До этого я работал диктором, изредка составлял небольшие комментарии. Точнее, «прислуживал» другим сотрудникам. Безусловно, два года на радио не прошли бесполезно, так как я мог наблюдать за работой опытных журналистов, проводить анализ и делать собственные выводы. Внутренне я уже созрел, чтобы перейти из категории практикантов в категорию профессионалов. Необходим был только повод, сигнал, вызов …
В ночь с 20 на 21 августа 1968 года в моей квартире громко зазвонил телефон и вырвал меня из глубокого сна.
«Олег, тут Перуанский. Торопись на радио».
«Что стряслось? Война, что ли? Или пожар разгорелся? Может, диверсия какая?».
«Будь добр, не задавай мне вопросов. Придешь, все сам поймешь».
Еле продрав глаза ото сна, я подумал, что начальник Отдела новостей решил надо мной пошутить. Ругаясь про себя, я собирался положить трубку, когда он проговорил:
«Советские танки вошли в Чехословакию. Они уже на улицах Праги. Сам понимаешь, во что это может вылиться».
У Перуанского была дурная привычка звонить своим сотрудникам посреди ночи, чтобы проверить их на «трудолюбие». Проводя вечер за рюмочкой где-нибудь в пивнушке, он часто такое проделывал от скуки.
«Соображаешь, что ты мелешь, Саша? Ты что, напился?».
В ответ я услышал только матерные слова, но его голос был серьезным:
«Олег, прошу тебя, не задерживайся и приходи. Я позвонил остальным, но никто не отвечает. Это очень срочно».
В то время я работал на радио только в одну смену, т. е. днем. Ночью транслировались повторы, в лучшем случае вечерние записи. Такая система себя оправдала, и все были довольны подобным положением дел, так как работать можно было без стресса и напряжения. Добравшись ночью на радиостанцию, я обнаружил там только взволнованного Александра Перуанского и заспанного Александра Неймирова, который все еще не желал верить словам своего шефа о событиях в Праге. «А если это провокация?», – постоянно повторял он. Но Перуанский указывал на сообщения международных новостных агентств, которые были весьма скудными и несколько противоречивыми. Перуанского самого вырвало из постели начальство, и он путался в том, что говорил. Запинаясь и тупо матерясь, он постепенно пришел к такому решению:
«Итак, в первую очередь сейчас необходимо заменить весь новостной блок. Олег, ты заменишь всю передачу, а Неймиров напишет два комментария».

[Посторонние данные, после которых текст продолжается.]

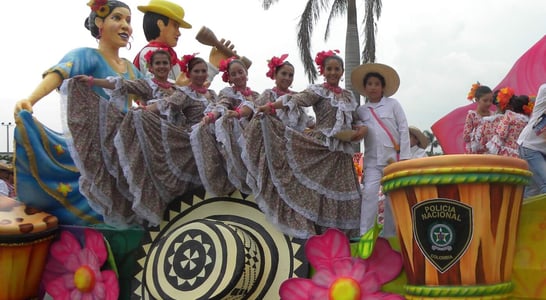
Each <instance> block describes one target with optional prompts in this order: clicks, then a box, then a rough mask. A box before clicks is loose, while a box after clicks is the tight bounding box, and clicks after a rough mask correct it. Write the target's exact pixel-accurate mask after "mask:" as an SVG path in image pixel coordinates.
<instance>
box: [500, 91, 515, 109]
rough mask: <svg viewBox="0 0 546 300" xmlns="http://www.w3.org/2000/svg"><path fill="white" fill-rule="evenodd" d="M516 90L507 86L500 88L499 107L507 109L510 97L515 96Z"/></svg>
mask: <svg viewBox="0 0 546 300" xmlns="http://www.w3.org/2000/svg"><path fill="white" fill-rule="evenodd" d="M514 94H515V93H514V90H513V89H512V88H509V87H505V88H502V89H500V91H499V93H498V94H497V99H496V100H497V103H498V104H499V107H500V109H501V110H502V111H505V110H506V106H507V105H508V103H510V99H512V97H513V96H514Z"/></svg>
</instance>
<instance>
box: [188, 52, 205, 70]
mask: <svg viewBox="0 0 546 300" xmlns="http://www.w3.org/2000/svg"><path fill="white" fill-rule="evenodd" d="M200 63H204V64H205V65H206V66H207V69H208V67H209V66H208V65H207V62H206V61H205V60H204V59H202V58H201V57H197V56H196V57H194V58H192V59H191V60H190V61H189V62H188V73H189V72H191V70H192V69H193V68H194V67H195V66H196V65H198V64H200Z"/></svg>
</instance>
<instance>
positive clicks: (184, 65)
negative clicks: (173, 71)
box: [180, 53, 199, 78]
mask: <svg viewBox="0 0 546 300" xmlns="http://www.w3.org/2000/svg"><path fill="white" fill-rule="evenodd" d="M197 54H199V53H194V54H186V55H184V56H182V59H181V60H180V71H182V72H184V74H186V77H187V78H190V70H189V68H188V64H189V63H190V61H191V60H192V59H194V58H195V56H196V55H197Z"/></svg>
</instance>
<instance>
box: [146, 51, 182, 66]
mask: <svg viewBox="0 0 546 300" xmlns="http://www.w3.org/2000/svg"><path fill="white" fill-rule="evenodd" d="M160 50H162V51H165V52H167V53H169V49H167V48H158V49H154V50H150V51H148V52H146V54H144V59H145V60H146V67H148V68H151V67H152V56H154V53H156V52H157V51H160ZM174 59H176V57H175V58H174ZM174 63H175V61H174V60H173V58H172V57H171V66H172V65H173V64H174Z"/></svg>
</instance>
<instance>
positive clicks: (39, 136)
mask: <svg viewBox="0 0 546 300" xmlns="http://www.w3.org/2000/svg"><path fill="white" fill-rule="evenodd" d="M15 122H16V124H17V126H16V127H15V131H14V138H15V157H16V159H15V178H16V179H15V186H16V190H17V198H18V200H20V201H21V202H24V203H25V204H27V205H28V206H30V207H34V208H37V209H40V210H42V211H45V212H47V213H50V214H52V215H55V216H57V218H58V219H59V222H60V223H61V224H72V225H91V224H95V223H101V222H102V217H101V215H99V214H98V213H96V212H95V211H94V210H93V209H92V208H91V207H90V206H89V203H88V201H87V199H86V198H85V197H84V196H83V195H82V194H81V193H80V190H79V182H78V181H79V178H80V173H79V171H78V169H77V168H76V166H75V165H74V161H73V160H72V157H71V156H70V153H69V151H68V146H67V144H66V140H65V138H64V136H63V134H62V133H58V132H55V131H53V130H51V129H49V128H47V127H46V126H44V125H43V124H42V123H40V122H39V121H38V120H36V119H35V118H33V117H32V114H30V113H29V112H28V111H26V110H23V111H21V112H20V113H19V115H18V116H17V117H16V120H15Z"/></svg>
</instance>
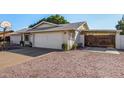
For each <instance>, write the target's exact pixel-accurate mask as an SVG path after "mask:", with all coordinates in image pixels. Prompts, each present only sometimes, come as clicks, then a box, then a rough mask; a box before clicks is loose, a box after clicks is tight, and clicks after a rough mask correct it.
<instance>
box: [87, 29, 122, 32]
mask: <svg viewBox="0 0 124 93" xmlns="http://www.w3.org/2000/svg"><path fill="white" fill-rule="evenodd" d="M88 31H89V32H90V31H91V32H121V31H122V30H116V29H90V30H88Z"/></svg>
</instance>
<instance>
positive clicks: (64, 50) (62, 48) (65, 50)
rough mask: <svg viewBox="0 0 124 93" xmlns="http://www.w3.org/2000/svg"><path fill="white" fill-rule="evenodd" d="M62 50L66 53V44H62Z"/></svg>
mask: <svg viewBox="0 0 124 93" xmlns="http://www.w3.org/2000/svg"><path fill="white" fill-rule="evenodd" d="M62 49H63V50H64V51H67V50H68V44H65V43H63V44H62Z"/></svg>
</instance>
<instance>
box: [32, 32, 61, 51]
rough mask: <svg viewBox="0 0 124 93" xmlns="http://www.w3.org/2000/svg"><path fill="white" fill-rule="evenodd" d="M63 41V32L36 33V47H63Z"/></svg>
mask: <svg viewBox="0 0 124 93" xmlns="http://www.w3.org/2000/svg"><path fill="white" fill-rule="evenodd" d="M62 43H63V34H62V33H43V34H40V33H39V34H35V45H34V46H35V47H42V48H53V49H61V45H62Z"/></svg>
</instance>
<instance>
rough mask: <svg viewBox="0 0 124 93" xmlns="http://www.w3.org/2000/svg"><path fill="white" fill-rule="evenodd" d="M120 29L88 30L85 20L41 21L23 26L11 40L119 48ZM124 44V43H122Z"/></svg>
mask: <svg viewBox="0 0 124 93" xmlns="http://www.w3.org/2000/svg"><path fill="white" fill-rule="evenodd" d="M120 32H121V30H104V29H101V30H96V29H94V30H90V29H89V27H88V25H87V23H86V22H77V23H69V24H54V23H50V22H45V21H43V22H41V23H39V24H37V25H35V26H34V27H32V28H25V29H21V30H19V31H16V32H14V33H12V34H11V37H10V38H11V42H12V43H15V44H20V41H24V44H25V45H26V44H29V43H31V44H32V47H40V48H52V49H62V44H67V45H68V49H71V48H72V46H73V44H74V43H77V44H78V43H82V46H83V47H85V46H89V47H112V48H120ZM123 46H124V45H123Z"/></svg>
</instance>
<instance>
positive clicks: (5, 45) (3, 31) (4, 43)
mask: <svg viewBox="0 0 124 93" xmlns="http://www.w3.org/2000/svg"><path fill="white" fill-rule="evenodd" d="M5 32H6V27H5V28H3V49H5V47H6V45H5V41H6V39H5Z"/></svg>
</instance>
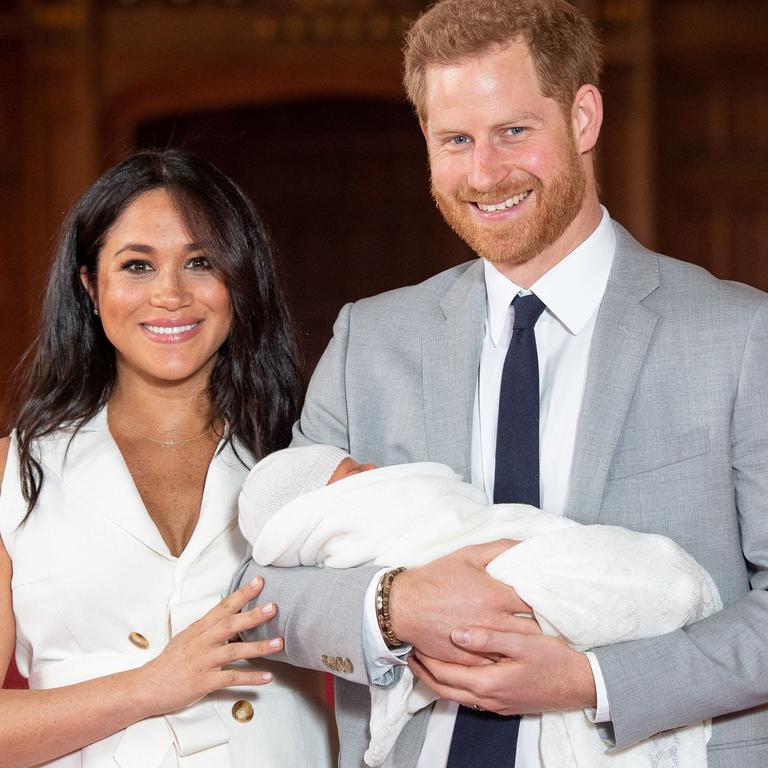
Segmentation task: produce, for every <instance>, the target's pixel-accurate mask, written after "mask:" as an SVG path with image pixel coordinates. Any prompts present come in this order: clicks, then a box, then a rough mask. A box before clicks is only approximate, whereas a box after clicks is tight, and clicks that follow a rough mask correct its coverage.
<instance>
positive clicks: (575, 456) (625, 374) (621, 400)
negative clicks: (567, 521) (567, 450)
mask: <svg viewBox="0 0 768 768" xmlns="http://www.w3.org/2000/svg"><path fill="white" fill-rule="evenodd" d="M614 226H615V227H616V229H617V236H618V239H617V245H616V255H615V257H614V263H613V267H612V269H611V274H610V277H609V278H608V285H607V287H606V290H605V295H604V297H603V300H602V302H601V304H600V309H599V310H598V316H597V323H596V326H595V332H594V336H593V338H592V347H591V350H590V359H589V369H588V373H587V381H586V387H585V391H584V399H583V402H582V407H581V414H580V416H579V425H578V429H577V433H576V446H575V449H574V457H573V467H572V470H571V485H570V493H569V497H568V504H567V508H566V515H567V516H568V517H571V518H573V519H574V520H578V521H579V522H581V523H595V522H597V521H598V519H599V515H600V505H601V502H602V497H603V490H604V487H605V481H606V478H607V476H608V469H609V467H610V463H611V459H612V458H613V454H614V451H615V448H616V444H617V442H618V440H619V437H620V435H621V430H622V427H623V425H624V422H625V420H626V416H627V413H628V411H629V406H630V403H631V400H632V395H633V393H634V391H635V386H636V384H637V380H638V377H639V375H640V371H641V370H642V365H643V361H644V359H645V355H646V353H647V351H648V346H649V344H650V341H651V338H652V336H653V332H654V329H655V327H656V323H657V321H658V315H657V314H656V312H654V311H653V310H651V309H649V308H647V307H646V306H644V305H643V301H644V300H645V299H646V298H647V297H648V296H649V295H650V294H651V293H652V292H653V291H654V290H655V289H656V288H657V287H658V285H659V274H658V260H657V258H656V256H655V255H654V254H653V253H651V252H650V251H648V250H646V249H645V248H643V247H642V246H640V245H639V244H638V243H637V242H636V241H635V240H633V239H632V237H631V236H630V235H629V234H628V233H627V232H626V231H625V230H624V229H623V228H622V227H620V226H619V225H617V224H615V223H614Z"/></svg>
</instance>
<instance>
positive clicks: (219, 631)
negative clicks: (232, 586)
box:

«Но если это провокация?», – настаивал Неймиров на своем. – Прокомментирую, а завтра утром сообщат, что все это ложь и блеф. Тогда из меня омлет приготовят».
Этими словами можно было характеризовать настроение большинства сотрудников «Радио Свобода» – любой ценой не выпячиваться во время критических событий. Информация о Чехословакии была фрагментарной и непроверенной. Возможно, шеф выпил. Зачем идти на неоправданный риск, возможно теряя из-за этого работу …
Я, наоборот, немедленно согласился оперативно составить сообщения о происходящих событиях в соседний стране и наговорить текст их на пленку.
Чуть позже появился директор Русской службы Роберт Так. Он взволнованно осмотрел совершенно пустые кабинеты, не давая нам никаких указаний. С «Радио Свободная Европа» нам сообщили новую информацию, которую на радио получили по собственным каналам. Помимо этого, мы получили аудио– и видеозаписи выстрелов, крики людей в толпе и шум танковых моторов. Западное немецкое телевидение транслировало специальные выпуски передач. Теперь на самом деле не оставалось никаких сомнений о том, что Советская армия ввела свои войска в суверенное соседское государство.
Утром пришла детальная информация. Кроме советских войск в акции участвовали войска других армий Варшавского договора. Александра Дубчека арестовали, а правительству Чехословакии приказали явиться в Москву. Сопротивление небольшого числа демонстрантов было жестоко подавлено. Я каждый час записывал на пленку сенсационные новости, которые немедленно передавали в эфир. Примерно к десяти утра нас сменили, и мы смогли немного передохнуть. Но к обеду мы вернулись на свои рабочие места.
Теперь работать нам было значительно проще. В редакцию постоянно приходили новые сообщения, пояснения и репортажи свидетелей. Перуанский вручил мне пачку сообщений новостных агентств:
«Быстро переведи на русский и подготовь к эфиру».
«Может, лучше побеседовать со слушателями соответственно контексту передачи в открытом эфире
Я рекомендовал этот формат сознательно, потому что тогда мне непросто еще было составлять прямые переводы с английского языка. «Открытый диалог» был для меня проще.
«Да, так и сделай! – обрадовался шеф. – Это покажет наше лицо в отношении событий».